19-letni Dawid przyjechał do Olsztyna z woj. śląskiego. W dzieciństwie przeszedł sepsę, której następstwem jest obustronna ankyloza czyli unieruchomienie stawów skroniowo-żuchwowych. Przed operacją w Olsztynie chłopak prawie nie ruszał żuchwą, nie mógł normalnie jeść, bo nie gryzł pokarmów, miał problemy z oddychaniem i niewyraźnie mówił. Przeszedł już jedną operację w Polanicy-Zdroju, gdzie chirurdzy przeszczepili kości, aby wyrównać symetrię twarzy. Operacja nie dała jednak oczekiwanego rezultatu.

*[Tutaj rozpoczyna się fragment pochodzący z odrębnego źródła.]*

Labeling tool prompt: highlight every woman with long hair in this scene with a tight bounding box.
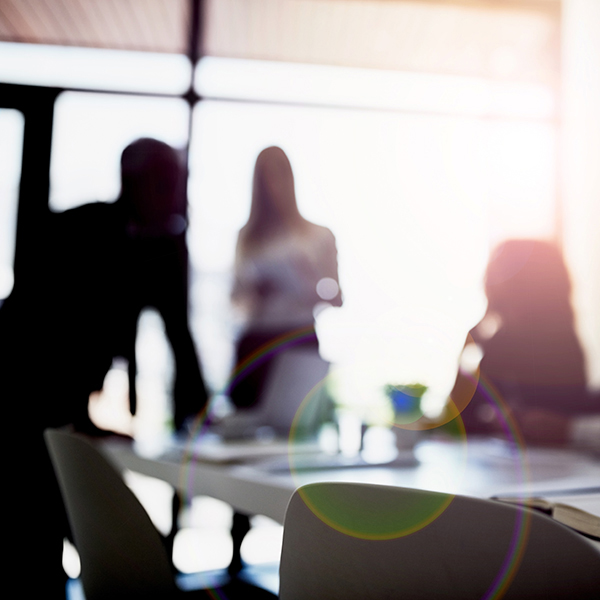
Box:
[451,239,600,443]
[230,146,342,407]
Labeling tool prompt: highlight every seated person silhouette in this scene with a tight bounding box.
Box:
[0,139,207,598]
[230,146,342,408]
[451,239,600,444]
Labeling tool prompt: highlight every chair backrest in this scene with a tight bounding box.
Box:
[44,429,176,600]
[280,483,600,600]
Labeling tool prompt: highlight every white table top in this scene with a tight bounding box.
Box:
[104,439,600,523]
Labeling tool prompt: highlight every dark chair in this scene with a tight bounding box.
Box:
[44,429,275,600]
[280,483,600,600]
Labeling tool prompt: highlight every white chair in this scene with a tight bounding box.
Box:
[280,483,600,600]
[44,429,274,600]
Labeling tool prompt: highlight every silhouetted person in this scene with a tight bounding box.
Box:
[230,146,342,407]
[0,139,206,598]
[451,240,600,442]
[228,146,342,573]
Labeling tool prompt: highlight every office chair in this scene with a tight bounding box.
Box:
[44,429,274,600]
[280,483,600,600]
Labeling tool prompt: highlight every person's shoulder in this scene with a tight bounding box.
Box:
[306,221,335,244]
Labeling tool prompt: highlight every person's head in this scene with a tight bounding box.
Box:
[121,138,185,233]
[485,239,573,325]
[248,146,303,237]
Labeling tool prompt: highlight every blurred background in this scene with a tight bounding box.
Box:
[0,0,600,570]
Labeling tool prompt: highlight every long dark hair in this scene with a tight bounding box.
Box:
[240,146,308,249]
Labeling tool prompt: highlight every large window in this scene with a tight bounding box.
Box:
[188,63,557,412]
[0,108,24,302]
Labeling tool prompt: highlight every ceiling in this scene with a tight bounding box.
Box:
[0,0,560,84]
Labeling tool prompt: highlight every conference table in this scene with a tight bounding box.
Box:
[103,435,600,523]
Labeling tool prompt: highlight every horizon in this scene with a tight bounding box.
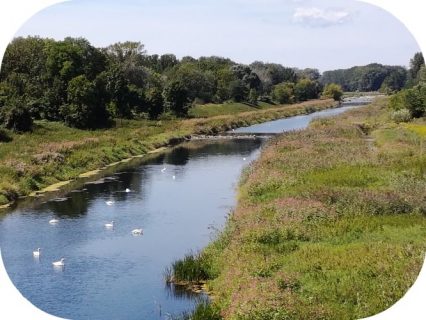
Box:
[8,35,421,74]
[15,0,421,73]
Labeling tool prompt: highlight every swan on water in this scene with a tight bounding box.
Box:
[52,258,65,267]
[132,229,143,236]
[33,248,41,257]
[105,221,114,229]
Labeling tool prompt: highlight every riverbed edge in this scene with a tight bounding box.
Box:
[0,99,339,212]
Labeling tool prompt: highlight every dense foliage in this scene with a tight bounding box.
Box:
[320,63,408,92]
[0,37,328,131]
[389,53,426,122]
[322,83,343,101]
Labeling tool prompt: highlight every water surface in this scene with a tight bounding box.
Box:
[0,99,370,320]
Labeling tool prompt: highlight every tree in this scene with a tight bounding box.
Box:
[294,79,320,101]
[405,85,426,118]
[322,83,343,101]
[61,75,109,129]
[163,80,189,116]
[248,89,259,105]
[228,79,249,102]
[105,66,131,118]
[0,99,33,132]
[410,52,425,79]
[272,82,294,104]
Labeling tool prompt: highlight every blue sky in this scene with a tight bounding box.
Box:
[17,0,420,71]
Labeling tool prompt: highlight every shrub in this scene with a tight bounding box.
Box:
[322,83,343,101]
[0,101,33,132]
[0,128,12,142]
[391,109,412,123]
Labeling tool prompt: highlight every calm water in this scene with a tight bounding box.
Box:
[0,99,366,319]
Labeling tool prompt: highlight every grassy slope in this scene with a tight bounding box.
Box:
[0,100,334,205]
[199,96,426,320]
[189,102,277,118]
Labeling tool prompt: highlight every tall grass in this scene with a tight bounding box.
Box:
[191,99,426,320]
[0,100,333,205]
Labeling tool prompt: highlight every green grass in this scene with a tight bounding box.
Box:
[189,102,285,118]
[0,100,334,205]
[185,99,426,320]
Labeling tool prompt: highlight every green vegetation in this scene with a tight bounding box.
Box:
[322,83,343,101]
[171,98,426,320]
[0,100,335,205]
[0,37,330,132]
[320,63,409,93]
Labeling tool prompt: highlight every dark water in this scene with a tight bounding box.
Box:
[0,99,368,319]
[234,103,358,133]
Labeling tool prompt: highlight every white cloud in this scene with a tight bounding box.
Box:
[293,7,352,27]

Zespół olsztyńskich specjalistów pod kierunkiem dr Anny Bromirskiej-Małyszko aby przywrócić sprawność chłopcu musiał odciąć żuchwę zrośniętą z podstawą czaszki i z podstawą kości skroniowej, a następnie wstawić implanty czyli sztuczne stawy.
Miejski Szpital Zespolony w Olsztynie jest jedyną placówką medyczną w Polsce, w której specjaliści podejmują się przeprowadzenia tej skomplikowanej operacji.
Trzeci raz w ciągu roku
Pierwszą pacjentką, w październiku 2011 r., była 23-letnia Justyna spod Bartoszyc, która od dzieciństwa, wskutek urazu okołoporodowego, miała nieruchomą żuchwę. Miała problemy z podstawowymi czynnościami życiowymi, takimi jak mówienie czy jedzenie. Przeszła sześć operacji, w tym dwie w Stanach Zjednoczonych, ale nie przyniosły one spodziewanych rezultatów. W olsztyńskim szpitalu w 2011 r. wszczepiono jej implanty. Operacja była pierwszym krokiem do tego, aby Justyna mogła normalnie żyć. Obecnie pacjentka rozchyla już usta.
Drugą pacjentką, wiosną 2012 roku, była 19-letnia Natalia z Łomży. W dzieciństwie chorowała na sepsę, oprócz braku stawów skroniowo-żuchwowych miała asymetryczną twarz z powodu przemieszczonej o 3 cm w bok żuchwy. Przed operacją praktycznie nie otwierała ust. Wielu polskich specjalistów odmówiło jej operacji rekonstrukcji twarzy; pomoc znalazła w Olsztynie.
Operujący ją lekarze wprowadzili nowoczesne metody oraz najwyższej klasy urządzenia medyczne. Najpierw na podstawie tomografii komputerowej wykonano model stereolitograficzny szczęk, na podstawie którego zaplanowana została operacja. Specjaliści w ten sposób sprawdzili, jak zestawić kości, aby pacjent miał prawidłowy zgryz. Podczas zabiegu zespół operacyjny miał do dyspozycji neuromonitor służący do identyfikacji gałązek nerwu twarzowego oraz piezoelektryczne urządzenie do cięcia kości tzw. piezosurgery - nóż, który pozwolił na selektywne cięcie tkanek twardych bez ryzyka uszkodzenia tkanek miękkich.